|Ph.D Student||Kveler Ksenya|
|Subject||Text Mining of a Computational Model of the|
Inter-Cellular Immune Network to Reval Novel
|Department||Department of Medicine||Supervisor||Professor Shai Shen-Orr|
|Full Thesis text|
Protective immunity draws on functionality elicited by complex communication of numerous cell types. Though these complex signaling interactions are highly studied and many principles of individual cell behavior have been identified, the information is not readily accessible, resulting in a focus on a limited set of consensus knowledge. This problem is intensified by the recent entrance of multi-dimensional measurement technologies. High system complexity, together with tremendous volume of accumulated knowledge, challenge the human capability of reasoning over immune data. Complicated inter-cellular relations and whole system effects are difficult to capture or understand.
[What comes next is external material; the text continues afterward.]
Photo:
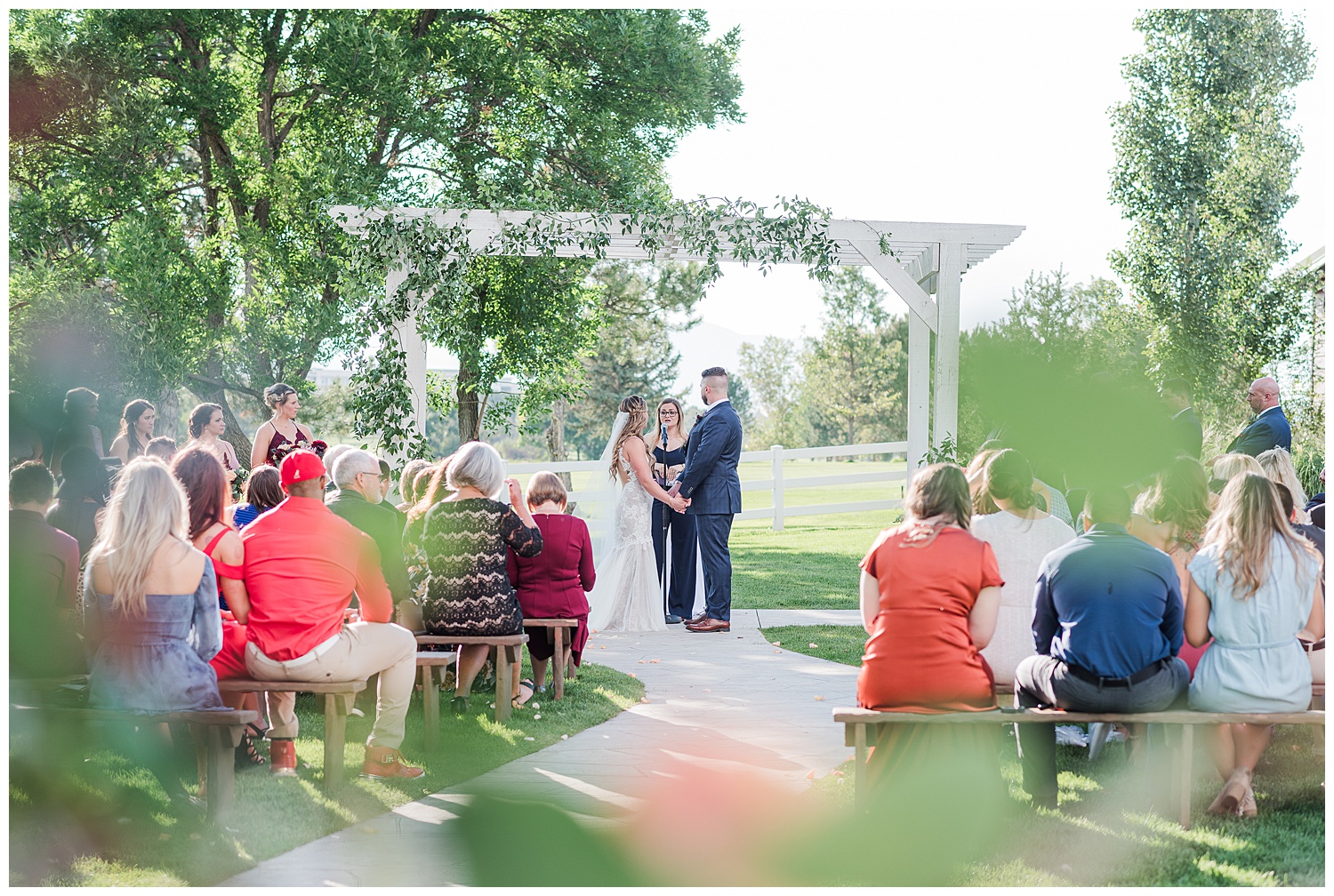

To address the deluge of knowledge and make it accessible for system level reasoning, we built immuneXpresso, a Text Mining engine, that structures and standardizes knowledge of immune inter-cellular communication. We applied it to PubMed to identify directional relations between 340 cell types and 140 molecules (cytokines and chemokines) across thousands of diseases, establishing a first-of-a-kind large-scale map of immune signaling. Leveraging the breadth of this network, we predicted and experimentally verified novel cell-cytokine interactions, as well as built a global immune-centric view of diseases whose architecture we used to predict new cytokine-disease associations. This standardized knowledgebase (www.immunexpresso.org) paves the way for rationalized interpretation of high-dimensional immune data, transforming immunology to a systematic, model-based science.